La destruction de centaines de milliers de logements a également eu pour conséquence de priver d'abri les personnes déplacées quittant leurs propres maisons détruites, et des centaines de milliers d'entre elles ont campé du mieux qu'elles pouvaient sur les terrains des hôpitaux, sur les routes et dans les champs déserts, ajoutant à la réalité glaçante des nouvelles selon lesquelles Israël frappe ici ou là des terres rurales.
Le 10 janvier, quatre enfants ont été tués par des bombes israéliennes larguées sur des terres agricoles près de Rafah où s'étaient réfugiées des personnes déplacées. La région proche du poste frontière est un labyrinthe de tentes où les Palestiniens déplacés cherchent à s'abriter des attaques israéliennes.
Des centaines de maisons ont été bombardées au cours de la guerre contre Gaza, en différents endroits, dont beaucoup se trouvent dans des zones que l'armée israélienne avait déclarées “sûres”.
Lorsqu'une frappe a lieu, les familles, les voisins et les secouristes volontaires se précipitent sur les lieux et commencent à fouiller frénétiquement les décombres, souvent à mains nues, pour sauver ceux qui pourraient encore être en vie.
Tout au long de l'opération, Israël a affirmé qu'il agissait en gardant à l'esprit la protection des civils de Gaza, et qu'il mettait tout en œuvre pour éviter les morts inutiles.
Selon Euro-Med Human Rights Monitor, basé à Genève, Israël a délibérément pris pour cible des refuges situés à l'intérieur de la bande de Gaza afin de forcer les habitants à tenter de quitter la bande de Gaza, au cas où un tel dispositif se mettrait en place.

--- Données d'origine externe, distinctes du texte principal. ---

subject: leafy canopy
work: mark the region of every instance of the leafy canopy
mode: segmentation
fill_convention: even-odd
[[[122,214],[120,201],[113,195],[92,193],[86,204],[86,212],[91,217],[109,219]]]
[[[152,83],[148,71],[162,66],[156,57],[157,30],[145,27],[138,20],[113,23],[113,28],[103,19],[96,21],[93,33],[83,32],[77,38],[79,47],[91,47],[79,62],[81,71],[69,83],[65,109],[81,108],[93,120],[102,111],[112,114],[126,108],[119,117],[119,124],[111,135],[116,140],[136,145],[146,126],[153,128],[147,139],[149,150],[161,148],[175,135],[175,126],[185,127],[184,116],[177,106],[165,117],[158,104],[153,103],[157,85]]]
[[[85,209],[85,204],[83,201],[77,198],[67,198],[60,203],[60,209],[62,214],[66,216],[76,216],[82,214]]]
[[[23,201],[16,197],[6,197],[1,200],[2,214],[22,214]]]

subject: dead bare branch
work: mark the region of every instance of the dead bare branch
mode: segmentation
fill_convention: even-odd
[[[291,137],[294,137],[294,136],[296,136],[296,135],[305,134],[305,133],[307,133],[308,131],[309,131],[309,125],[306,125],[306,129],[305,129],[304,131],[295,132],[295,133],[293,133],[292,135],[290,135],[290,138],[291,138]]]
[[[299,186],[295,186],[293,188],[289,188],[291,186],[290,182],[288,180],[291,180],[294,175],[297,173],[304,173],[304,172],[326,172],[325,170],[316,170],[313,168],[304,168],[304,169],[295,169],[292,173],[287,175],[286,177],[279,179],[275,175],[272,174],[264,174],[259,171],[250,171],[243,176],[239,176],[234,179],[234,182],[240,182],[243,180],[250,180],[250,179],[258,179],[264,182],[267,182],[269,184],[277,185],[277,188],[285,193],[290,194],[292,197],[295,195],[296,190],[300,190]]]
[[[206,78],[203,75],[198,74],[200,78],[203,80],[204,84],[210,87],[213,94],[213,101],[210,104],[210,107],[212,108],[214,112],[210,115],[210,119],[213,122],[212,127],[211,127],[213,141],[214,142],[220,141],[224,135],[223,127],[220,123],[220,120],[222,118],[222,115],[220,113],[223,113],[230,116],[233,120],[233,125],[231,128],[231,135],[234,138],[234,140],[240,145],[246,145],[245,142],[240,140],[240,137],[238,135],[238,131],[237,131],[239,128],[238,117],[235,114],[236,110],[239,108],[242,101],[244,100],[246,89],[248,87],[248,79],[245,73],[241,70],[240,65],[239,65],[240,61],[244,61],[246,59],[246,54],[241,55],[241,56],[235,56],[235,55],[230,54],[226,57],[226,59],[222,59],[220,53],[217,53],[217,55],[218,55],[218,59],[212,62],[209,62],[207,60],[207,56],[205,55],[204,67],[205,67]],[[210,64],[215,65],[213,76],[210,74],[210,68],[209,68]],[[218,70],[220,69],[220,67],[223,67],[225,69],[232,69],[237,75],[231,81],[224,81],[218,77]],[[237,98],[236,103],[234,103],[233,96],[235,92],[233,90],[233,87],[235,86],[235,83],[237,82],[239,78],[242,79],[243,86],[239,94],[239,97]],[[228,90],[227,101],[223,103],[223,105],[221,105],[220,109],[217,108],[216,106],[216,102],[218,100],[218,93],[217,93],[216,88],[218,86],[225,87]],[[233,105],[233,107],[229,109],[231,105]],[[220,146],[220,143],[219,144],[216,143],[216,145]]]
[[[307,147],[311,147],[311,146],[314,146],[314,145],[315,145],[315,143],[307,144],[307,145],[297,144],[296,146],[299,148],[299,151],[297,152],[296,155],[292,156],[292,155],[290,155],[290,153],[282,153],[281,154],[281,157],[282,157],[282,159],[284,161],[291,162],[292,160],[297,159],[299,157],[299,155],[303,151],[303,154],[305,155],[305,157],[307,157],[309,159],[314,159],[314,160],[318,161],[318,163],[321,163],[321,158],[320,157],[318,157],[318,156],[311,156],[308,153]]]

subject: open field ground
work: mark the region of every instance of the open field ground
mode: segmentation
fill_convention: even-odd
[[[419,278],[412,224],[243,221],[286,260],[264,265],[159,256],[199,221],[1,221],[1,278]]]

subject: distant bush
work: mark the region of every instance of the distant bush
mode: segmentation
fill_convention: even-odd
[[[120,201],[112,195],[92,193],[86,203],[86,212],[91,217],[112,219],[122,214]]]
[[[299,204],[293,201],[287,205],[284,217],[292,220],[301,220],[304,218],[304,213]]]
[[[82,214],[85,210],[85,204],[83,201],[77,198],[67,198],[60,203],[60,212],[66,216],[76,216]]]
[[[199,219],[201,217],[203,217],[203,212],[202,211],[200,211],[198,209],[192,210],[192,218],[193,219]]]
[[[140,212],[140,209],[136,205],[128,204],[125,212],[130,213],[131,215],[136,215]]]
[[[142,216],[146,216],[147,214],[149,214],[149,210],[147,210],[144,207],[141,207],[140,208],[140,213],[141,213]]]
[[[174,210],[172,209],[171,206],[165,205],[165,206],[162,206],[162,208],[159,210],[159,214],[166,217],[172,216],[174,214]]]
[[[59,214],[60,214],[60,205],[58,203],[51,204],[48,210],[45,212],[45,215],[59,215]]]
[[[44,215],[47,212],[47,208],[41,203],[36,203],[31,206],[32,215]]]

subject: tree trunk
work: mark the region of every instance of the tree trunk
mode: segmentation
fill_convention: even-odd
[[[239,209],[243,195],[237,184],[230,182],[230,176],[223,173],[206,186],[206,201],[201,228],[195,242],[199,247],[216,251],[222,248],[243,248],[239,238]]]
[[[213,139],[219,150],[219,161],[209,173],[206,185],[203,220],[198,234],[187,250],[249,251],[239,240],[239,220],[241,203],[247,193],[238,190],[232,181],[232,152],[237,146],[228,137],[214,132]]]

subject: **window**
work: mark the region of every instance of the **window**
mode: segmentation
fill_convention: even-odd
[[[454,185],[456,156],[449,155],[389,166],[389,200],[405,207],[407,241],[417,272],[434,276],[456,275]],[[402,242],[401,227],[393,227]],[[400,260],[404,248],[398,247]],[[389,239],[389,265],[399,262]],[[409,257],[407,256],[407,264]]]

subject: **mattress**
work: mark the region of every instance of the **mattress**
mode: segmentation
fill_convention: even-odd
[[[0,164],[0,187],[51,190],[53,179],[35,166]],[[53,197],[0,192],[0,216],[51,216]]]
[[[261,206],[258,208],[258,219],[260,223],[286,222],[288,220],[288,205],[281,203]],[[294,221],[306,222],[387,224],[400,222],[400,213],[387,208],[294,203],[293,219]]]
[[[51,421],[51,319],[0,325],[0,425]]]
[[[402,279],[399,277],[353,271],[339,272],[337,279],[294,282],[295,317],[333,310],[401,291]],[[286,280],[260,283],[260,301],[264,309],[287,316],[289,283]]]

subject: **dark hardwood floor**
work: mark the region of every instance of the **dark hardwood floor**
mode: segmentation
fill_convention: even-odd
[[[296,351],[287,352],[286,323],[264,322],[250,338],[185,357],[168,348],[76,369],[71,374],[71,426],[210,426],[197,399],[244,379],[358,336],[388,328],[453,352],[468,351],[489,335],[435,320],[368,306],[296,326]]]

Dans une déclaration, l'organisation a souligné que les attaques ciblées d'Israël contre les centres d'hébergement de Gaza constituaient une violation flagrante du droit international, en particulier du droit international humanitaire.
Alors que les souffrances des habitants de Gaza se prolongent, force est de constater que la maigre condamnation de la communauté internationale et son action sur Israël ne suffiront pas à mettre fin à ses attaques incessantes.